Inspection uncovers significant issue
“What began as a simple unit inspection turned into a complete mechanical rebuild with significant challenges. Throughout the project, NAES coordinated with several vendors and suppliers to find solutions to every challenge that arose. In addition, the project team often had to make decisions with unclear or insufficient data, requiring expertise from all parties involved. A simple and routine inspection had instead delivered unexpected additional work, outage delays and project costs.
Early in the project, the team implemented a task/work order process to expedite the work and as part of a financial strategy to garner support from the city. City Council involvement was crucial for approving project expenditures all along the way. By the end of the project, six change orders had been written totaling $1.2 million, all approved by the council to ensure the facility would achieve the maximum benefit from dollars spent.

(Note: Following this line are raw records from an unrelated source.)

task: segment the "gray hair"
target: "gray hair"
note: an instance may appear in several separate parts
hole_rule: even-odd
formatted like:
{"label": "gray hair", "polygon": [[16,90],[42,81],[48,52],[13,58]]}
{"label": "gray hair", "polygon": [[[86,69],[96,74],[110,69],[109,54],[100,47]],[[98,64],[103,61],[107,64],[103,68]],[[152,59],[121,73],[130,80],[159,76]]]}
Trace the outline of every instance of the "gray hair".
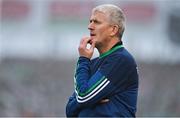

Unit 3 returned to commercial operation on January 17, 2011, and Unit 1 returned to commercial operation on June 16, 2011. Both units are running well today. The collaboration of all parties involved – the owner, contractor, various vendors and suppliers, and City Council – ensured a smooth and successful outcome to what turned out to be a challenging project,” quoting Jay Pickett, John Stender and Linda Fulsaas in Renewable Energy World.